We then pack the pixel data of the texture into a new AssetFile, and save the asset file.
With that, we can now convert .png files into a directly-loadable pixel format. The speed gain from this is quite big, as .png format is very slow to load.
Loading
With the files converted, last step is to be able to load this sort of asset to the engine.
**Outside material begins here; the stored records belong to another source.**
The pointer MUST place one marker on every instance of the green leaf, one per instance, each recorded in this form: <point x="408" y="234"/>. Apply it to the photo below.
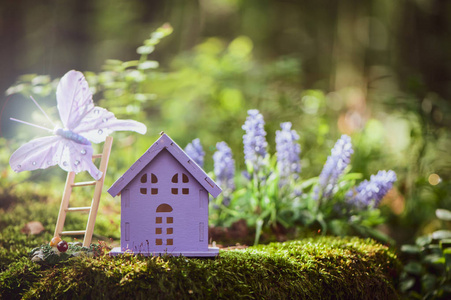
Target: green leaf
<point x="434" y="259"/>
<point x="407" y="284"/>
<point x="149" y="64"/>
<point x="413" y="268"/>
<point x="428" y="281"/>
<point x="443" y="214"/>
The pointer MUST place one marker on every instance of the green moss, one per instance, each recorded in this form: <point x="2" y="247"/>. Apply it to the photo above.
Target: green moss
<point x="323" y="267"/>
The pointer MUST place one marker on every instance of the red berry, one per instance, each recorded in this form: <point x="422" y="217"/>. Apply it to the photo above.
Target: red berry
<point x="62" y="246"/>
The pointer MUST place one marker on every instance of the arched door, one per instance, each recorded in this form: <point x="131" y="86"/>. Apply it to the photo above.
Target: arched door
<point x="164" y="226"/>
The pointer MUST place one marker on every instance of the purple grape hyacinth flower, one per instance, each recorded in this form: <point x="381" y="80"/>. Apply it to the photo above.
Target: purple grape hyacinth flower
<point x="370" y="193"/>
<point x="288" y="151"/>
<point x="224" y="167"/>
<point x="334" y="167"/>
<point x="254" y="139"/>
<point x="196" y="152"/>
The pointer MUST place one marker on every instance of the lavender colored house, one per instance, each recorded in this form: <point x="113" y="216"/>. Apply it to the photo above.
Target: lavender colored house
<point x="164" y="203"/>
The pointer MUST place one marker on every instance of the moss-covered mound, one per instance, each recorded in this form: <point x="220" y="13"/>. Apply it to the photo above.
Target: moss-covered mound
<point x="317" y="268"/>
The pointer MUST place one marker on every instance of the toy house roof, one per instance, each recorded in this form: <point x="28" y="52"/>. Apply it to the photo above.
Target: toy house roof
<point x="165" y="142"/>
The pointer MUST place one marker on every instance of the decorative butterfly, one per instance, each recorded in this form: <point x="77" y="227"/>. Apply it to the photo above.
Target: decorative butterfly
<point x="70" y="147"/>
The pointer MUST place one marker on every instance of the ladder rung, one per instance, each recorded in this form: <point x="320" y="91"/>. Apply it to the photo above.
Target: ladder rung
<point x="76" y="232"/>
<point x="85" y="208"/>
<point x="84" y="183"/>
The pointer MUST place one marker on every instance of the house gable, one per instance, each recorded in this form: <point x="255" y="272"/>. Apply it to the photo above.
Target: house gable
<point x="165" y="143"/>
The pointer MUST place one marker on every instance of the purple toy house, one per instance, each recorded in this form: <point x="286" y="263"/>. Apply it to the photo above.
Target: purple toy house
<point x="164" y="203"/>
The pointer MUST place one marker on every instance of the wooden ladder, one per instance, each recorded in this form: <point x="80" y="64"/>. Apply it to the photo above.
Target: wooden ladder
<point x="70" y="184"/>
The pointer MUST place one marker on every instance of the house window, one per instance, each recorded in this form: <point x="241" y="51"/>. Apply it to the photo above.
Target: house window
<point x="164" y="230"/>
<point x="180" y="179"/>
<point x="145" y="185"/>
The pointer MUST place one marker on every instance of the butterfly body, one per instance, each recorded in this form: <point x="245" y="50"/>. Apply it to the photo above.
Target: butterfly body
<point x="70" y="135"/>
<point x="70" y="148"/>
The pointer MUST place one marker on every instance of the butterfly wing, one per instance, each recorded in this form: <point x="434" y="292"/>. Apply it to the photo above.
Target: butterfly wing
<point x="44" y="152"/>
<point x="74" y="100"/>
<point x="78" y="113"/>
<point x="97" y="124"/>
<point x="77" y="157"/>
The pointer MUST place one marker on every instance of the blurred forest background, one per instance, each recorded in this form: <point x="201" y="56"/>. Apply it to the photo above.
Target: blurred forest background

bool vkutil::load_image_from_asset(VulkanEngine& engine, const char* filename, AllocatedImage& outImage)
{
assets::AssetFile file;
bool loaded = assets::load_binaryfile(filename, file);
if (!loaded) {
std::cout << "Error when loading image\n";
return false;
}
assets::TextureInfo textureInfo = assets::read_texture_info(&file);
VkDeviceSize imageSize = textureInfo.textureSize;
VkFormat image_format;
switch (textureInfo.textureFormat) {
case assets::TextureFormat::RGBA8:
image_format = VK_FORMAT_R8G8B8A8_UNORM;
break;
default:
return false;
}
AllocatedBuffer stagingBuffer = engine.create_buffer(imageSize, VK_BUFFER_USAGE_TRANSFER_SRC_BIT, VMA_MEMORY_USAGE_CPU_ONLY);
void* data;
vmaMapMemory(engine._allocator, stagingBuffer._allocation, &data);
assets::unpack_texture(&textureInfo, file.binaryBlob.data(), file.binaryBlob.size(), (char*)data);
vmaUnmapMemory(engine._allocator, stagingBuffer._allocation);
outImage = upload_image(textureInfo.pixelsize[0], textureInfo.pixelsize[1], image_format, engine, stagingBuffer);
vmaDestroyBuffer(engine._allocator, stagingBuffer._buffer, stagingBuffer._allocation);
return true;
}
This is all we need to load from the file. We begin by loading the asset file itself, then we parse texture info, and then we unpack the texture pixels directly into the staging buffer that will be used to upload the texture. You can find this code on https://github.com/vblanco20-1/vulkan-guide/blob/engine/extra-engine/vk_textures.cpp
For mesh data, go look at the source code. The general flow is the same as the texture loading, but with the slightly different data. This asset system is very easy to expand, as you can keep creating new types of assets, and adding more formats to mesh/texture asset themselves.
Another thing that would be possible to do in a system like this is to make it able to load pure-json files, that are on text format. They could point into another file for the blob data or just hold no blob data. This way they would be easier to edit by people.